Dans des contextes comme ceux-ci, le travail de la Fondation Asilo Mariuccia est activé depuis 1902 pour soutenir les femmes et les mineurs en difficulté, avec environ 290 personnes aidées chaque année. « Nous parlons d'adolescents qui construisent et expriment leur identité, n'effectuons pas des relations et apprennent à voir le monde d'une manière très différente de la nôtre – explique Musacchio – sont des indigènes numériques et cela peut représenter une ressource: grâce à l'exposition aux médias, beaucoup ont acquis une plus grande conscience du thème de la santé mentale. Cependant, pour les standards numériques les plus fragiles. ateliers et relations solides;
Non seulement écouter mais aussi aider à un niveau pratique et quotidien.
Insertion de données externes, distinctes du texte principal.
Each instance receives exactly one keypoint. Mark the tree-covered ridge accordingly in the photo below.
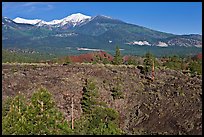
(40, 116)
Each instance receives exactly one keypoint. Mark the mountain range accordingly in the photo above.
(82, 31)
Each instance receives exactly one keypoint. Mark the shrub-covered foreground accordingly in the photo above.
(40, 116)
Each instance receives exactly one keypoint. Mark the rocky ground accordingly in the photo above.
(171, 104)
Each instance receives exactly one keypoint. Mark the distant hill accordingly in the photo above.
(78, 30)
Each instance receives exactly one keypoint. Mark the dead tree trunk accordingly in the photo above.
(72, 114)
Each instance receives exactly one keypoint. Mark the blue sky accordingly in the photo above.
(172, 17)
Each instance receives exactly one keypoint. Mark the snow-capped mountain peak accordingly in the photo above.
(26, 21)
(75, 19)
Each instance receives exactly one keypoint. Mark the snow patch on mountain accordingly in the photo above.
(139, 43)
(162, 44)
(74, 19)
(26, 21)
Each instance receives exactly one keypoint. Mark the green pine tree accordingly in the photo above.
(117, 58)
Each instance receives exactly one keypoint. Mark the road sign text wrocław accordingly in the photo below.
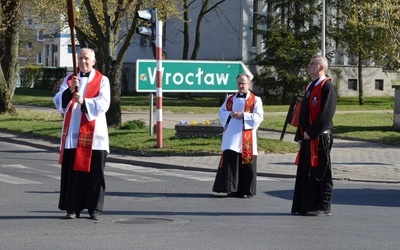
(190, 76)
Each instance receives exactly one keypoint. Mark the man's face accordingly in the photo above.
(243, 84)
(313, 68)
(86, 61)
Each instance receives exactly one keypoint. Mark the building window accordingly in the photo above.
(352, 84)
(39, 35)
(379, 84)
(77, 48)
(143, 41)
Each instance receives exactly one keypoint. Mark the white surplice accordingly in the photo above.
(232, 137)
(96, 110)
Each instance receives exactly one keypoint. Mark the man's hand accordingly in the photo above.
(237, 114)
(306, 136)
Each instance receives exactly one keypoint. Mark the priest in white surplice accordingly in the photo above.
(240, 114)
(83, 100)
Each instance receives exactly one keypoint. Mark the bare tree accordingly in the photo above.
(9, 45)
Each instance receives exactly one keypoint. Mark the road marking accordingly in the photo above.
(132, 173)
(131, 177)
(15, 180)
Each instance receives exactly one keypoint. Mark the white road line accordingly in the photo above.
(15, 180)
(131, 177)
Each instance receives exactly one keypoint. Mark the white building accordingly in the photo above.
(226, 34)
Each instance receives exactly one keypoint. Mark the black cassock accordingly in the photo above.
(314, 185)
(82, 190)
(235, 177)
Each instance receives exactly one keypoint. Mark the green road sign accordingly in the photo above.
(190, 76)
Depuis novembre 2024, la fondation a activé le projet «Cultivation Inclusion», destiné aux jeunes Italiens et aux étrangers du territoire de Verbano avec des cours scolaires interrompus, des difficultés cognitives, des troubles d'apprentissage et des situations fréquentes d'exclusion sociale derrière eux. Le projet, qui prend vie au siège social de Porto Valtravaglia, propose des ateliers pratiques dans le domaine agricole et florovivaïque: entre les serres, les jardins végétaux et la culture, l'objectif est d'aider les enfants à redécouvrir la confiance en soi, à développer des compétences et à resserrer les relations. Un autre projet de la Fondation est l'intégration, qui a impliqué 30 mineurs étrangères non accompagnées (MSNA), provenant des communautés éducatives de l'Upper Varese, dans un seul chemin: le laboratoire de menuiserie navale pour la restauration des bateaux historiques du lac Maggiore.
Depuis son ouverture – la note conclut – la fondation a contribué à la formation de plus de 500 mineurs dans ses laboratoires de travail, et beaucoup d'entre eux ont aujourd'hui une carrière importante. « Ce sont précisément les activités expérientielles et plus immersives qui attirent les garçons les plus fragiles, les aidant à trouver de la confiance de soi. L'effort dans la prise en charge de la santé mentale des plus jeunes n'est pas seulement un acte de justice sociale, mais aussi un investissement stratégique dans l'avenir collectif.